Even from the other side of the desk Tobias could read the title—What’s On the Other Side? He glanced at the bookshelf and saw what appeared to be a dozen or more books on the subject. He looked at the scientist. “Well, Doctor? Are you investigating the rift here, too?”
“The rift?” Sahir shifted in his chair. “It falls within our mandate, so, yes, we investigate it and the Moore-Creasy-Devon comet that opens it. Or, rather, we will investigate it when it comes along again.” His voice took on a defensive tone. “It’s a very fascinating phenomenon.”
Tobias fought back a grin of triumph.
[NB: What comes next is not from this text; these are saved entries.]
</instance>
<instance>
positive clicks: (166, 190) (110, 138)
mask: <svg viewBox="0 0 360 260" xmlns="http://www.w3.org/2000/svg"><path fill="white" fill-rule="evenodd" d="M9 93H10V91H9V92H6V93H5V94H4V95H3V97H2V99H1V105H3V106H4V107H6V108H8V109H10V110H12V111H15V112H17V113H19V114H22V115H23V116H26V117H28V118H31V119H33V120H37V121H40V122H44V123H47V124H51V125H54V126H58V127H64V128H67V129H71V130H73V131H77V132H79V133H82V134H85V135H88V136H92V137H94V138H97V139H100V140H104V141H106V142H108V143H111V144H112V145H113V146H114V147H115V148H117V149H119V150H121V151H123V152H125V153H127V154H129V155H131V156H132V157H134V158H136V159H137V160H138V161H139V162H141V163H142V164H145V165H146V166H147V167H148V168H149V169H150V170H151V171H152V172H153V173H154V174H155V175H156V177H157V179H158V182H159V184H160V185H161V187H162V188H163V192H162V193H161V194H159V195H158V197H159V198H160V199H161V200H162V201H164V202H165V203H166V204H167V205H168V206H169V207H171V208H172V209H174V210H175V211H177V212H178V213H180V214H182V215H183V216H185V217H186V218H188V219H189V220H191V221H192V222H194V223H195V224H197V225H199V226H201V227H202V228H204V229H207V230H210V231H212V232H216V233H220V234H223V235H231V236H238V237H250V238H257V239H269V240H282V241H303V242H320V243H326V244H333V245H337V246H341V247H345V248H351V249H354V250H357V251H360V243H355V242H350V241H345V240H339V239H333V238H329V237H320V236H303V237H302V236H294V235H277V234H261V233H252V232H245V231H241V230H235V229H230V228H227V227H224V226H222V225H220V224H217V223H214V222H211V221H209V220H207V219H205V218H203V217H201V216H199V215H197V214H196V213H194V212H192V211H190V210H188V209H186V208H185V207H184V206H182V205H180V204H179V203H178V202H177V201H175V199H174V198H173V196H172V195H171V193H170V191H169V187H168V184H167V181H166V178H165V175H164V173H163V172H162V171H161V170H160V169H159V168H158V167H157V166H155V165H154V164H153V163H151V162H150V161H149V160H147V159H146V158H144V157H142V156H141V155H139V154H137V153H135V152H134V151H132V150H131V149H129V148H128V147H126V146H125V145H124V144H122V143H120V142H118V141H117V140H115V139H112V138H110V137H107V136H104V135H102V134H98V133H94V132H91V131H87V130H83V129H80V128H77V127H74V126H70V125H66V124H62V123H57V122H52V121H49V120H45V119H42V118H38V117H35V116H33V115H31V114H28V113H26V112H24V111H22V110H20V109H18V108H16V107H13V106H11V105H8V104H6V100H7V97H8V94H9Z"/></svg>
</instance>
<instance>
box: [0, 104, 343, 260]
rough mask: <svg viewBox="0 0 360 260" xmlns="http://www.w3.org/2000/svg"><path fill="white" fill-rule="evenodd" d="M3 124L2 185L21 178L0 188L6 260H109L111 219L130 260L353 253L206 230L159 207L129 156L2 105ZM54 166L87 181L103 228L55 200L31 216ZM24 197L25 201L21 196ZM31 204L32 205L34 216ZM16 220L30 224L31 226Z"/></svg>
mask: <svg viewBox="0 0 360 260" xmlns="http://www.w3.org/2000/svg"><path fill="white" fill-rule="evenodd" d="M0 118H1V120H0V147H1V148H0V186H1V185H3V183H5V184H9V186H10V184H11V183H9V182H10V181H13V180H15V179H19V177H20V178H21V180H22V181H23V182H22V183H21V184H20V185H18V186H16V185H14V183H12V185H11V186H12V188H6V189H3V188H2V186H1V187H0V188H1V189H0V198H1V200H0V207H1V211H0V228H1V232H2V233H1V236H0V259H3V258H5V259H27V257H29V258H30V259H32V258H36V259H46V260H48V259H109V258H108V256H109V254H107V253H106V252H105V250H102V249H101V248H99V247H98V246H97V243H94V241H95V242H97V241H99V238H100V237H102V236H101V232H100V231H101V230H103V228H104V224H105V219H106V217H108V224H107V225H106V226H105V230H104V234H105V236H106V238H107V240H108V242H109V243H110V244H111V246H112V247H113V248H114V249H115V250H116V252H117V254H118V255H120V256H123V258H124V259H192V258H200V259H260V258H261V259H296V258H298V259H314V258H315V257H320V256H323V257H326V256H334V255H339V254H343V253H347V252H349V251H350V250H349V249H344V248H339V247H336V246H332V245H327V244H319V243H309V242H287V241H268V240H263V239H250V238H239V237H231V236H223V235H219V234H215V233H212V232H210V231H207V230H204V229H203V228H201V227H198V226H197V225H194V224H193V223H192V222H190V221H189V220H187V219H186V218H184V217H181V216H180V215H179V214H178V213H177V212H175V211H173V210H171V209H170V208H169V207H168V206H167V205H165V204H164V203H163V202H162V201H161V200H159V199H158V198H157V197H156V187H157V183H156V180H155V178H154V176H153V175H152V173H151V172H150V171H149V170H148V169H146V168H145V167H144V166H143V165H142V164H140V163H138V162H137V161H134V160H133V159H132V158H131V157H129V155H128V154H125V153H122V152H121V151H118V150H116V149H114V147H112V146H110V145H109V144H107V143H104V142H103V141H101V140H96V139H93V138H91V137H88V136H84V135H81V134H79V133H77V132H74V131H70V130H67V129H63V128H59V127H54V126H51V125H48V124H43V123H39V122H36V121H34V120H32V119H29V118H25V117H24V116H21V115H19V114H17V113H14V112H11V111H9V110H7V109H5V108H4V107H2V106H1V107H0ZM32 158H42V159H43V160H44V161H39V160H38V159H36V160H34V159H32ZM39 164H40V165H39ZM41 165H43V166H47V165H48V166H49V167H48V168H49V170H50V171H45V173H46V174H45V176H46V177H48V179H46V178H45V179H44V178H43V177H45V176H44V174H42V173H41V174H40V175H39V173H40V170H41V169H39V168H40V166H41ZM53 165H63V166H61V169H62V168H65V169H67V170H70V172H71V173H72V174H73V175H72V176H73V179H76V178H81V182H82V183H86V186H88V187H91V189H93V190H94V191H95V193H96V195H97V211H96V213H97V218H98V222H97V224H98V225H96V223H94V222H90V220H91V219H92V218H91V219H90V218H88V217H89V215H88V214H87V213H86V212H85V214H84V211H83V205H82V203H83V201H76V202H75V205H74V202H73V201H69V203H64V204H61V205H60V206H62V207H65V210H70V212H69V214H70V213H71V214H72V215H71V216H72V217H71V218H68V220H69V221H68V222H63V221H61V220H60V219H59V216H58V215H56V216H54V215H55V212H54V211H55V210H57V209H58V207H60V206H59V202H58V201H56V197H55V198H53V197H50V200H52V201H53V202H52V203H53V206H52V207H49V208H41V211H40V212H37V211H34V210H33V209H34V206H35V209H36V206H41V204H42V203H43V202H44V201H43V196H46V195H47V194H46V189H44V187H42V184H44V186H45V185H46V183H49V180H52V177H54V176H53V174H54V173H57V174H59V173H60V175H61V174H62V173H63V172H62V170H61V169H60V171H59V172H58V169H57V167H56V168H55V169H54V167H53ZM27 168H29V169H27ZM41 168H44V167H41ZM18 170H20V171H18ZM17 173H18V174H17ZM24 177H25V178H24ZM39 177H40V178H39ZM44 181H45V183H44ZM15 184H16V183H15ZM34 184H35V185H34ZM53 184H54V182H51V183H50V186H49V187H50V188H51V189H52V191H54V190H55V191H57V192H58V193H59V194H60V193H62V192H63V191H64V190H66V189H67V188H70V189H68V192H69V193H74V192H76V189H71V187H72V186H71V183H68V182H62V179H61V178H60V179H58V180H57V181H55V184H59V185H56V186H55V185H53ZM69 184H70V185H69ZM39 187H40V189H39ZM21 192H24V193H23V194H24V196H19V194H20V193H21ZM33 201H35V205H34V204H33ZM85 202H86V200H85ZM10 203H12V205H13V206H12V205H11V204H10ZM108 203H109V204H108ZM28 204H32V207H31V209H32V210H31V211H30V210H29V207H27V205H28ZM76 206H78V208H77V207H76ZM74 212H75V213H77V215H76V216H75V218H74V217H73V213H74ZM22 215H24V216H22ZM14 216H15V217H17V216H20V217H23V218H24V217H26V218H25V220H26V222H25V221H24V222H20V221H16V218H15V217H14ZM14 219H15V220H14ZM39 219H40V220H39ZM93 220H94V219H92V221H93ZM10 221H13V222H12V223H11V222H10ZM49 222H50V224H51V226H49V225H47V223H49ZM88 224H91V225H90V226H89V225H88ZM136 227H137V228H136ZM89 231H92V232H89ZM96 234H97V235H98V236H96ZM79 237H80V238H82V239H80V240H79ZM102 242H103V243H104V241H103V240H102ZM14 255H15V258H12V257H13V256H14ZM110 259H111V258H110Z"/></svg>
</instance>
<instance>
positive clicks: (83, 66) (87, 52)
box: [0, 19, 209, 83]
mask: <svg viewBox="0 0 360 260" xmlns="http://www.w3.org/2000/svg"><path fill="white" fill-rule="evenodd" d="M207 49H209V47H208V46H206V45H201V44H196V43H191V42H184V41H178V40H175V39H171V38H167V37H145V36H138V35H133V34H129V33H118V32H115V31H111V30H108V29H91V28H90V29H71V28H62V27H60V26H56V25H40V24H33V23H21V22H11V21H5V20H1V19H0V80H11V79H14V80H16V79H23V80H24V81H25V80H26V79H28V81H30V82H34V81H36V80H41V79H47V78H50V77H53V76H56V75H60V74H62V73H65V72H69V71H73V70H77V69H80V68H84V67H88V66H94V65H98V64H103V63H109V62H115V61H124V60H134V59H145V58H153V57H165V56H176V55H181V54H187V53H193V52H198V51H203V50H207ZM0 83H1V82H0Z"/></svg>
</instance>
Get the man on the defensive and they’d won half the battle.
“And was that part of what Amarinda was doing here? Was she investigating the rift?” MacMillan turned and rested his back against the wall.
“Not officially, no.” The nervousness returned, and Dr. Sahir’s gaze darted to Nix, who was still at the bookshelf to his left and a little behind him, then to the two men in front of him.
“But unofficially?” Tobias raised one brow.
“She seemed rather fascinated by it.”
“But she wasn’t one of the scientists who was charged with observing and documenting it?” Nix moved around to stand at the front corner of his desk.
“Documenting it?” Sahir parroted. He tried and failed to look surprised.
“You know exactly what I’m talking about, Doctor. That’s what scientists do. They observe. They measure. They document.” She placed her palms on the desk and leaned forward. “What exactly was Amarinda involved with down here?”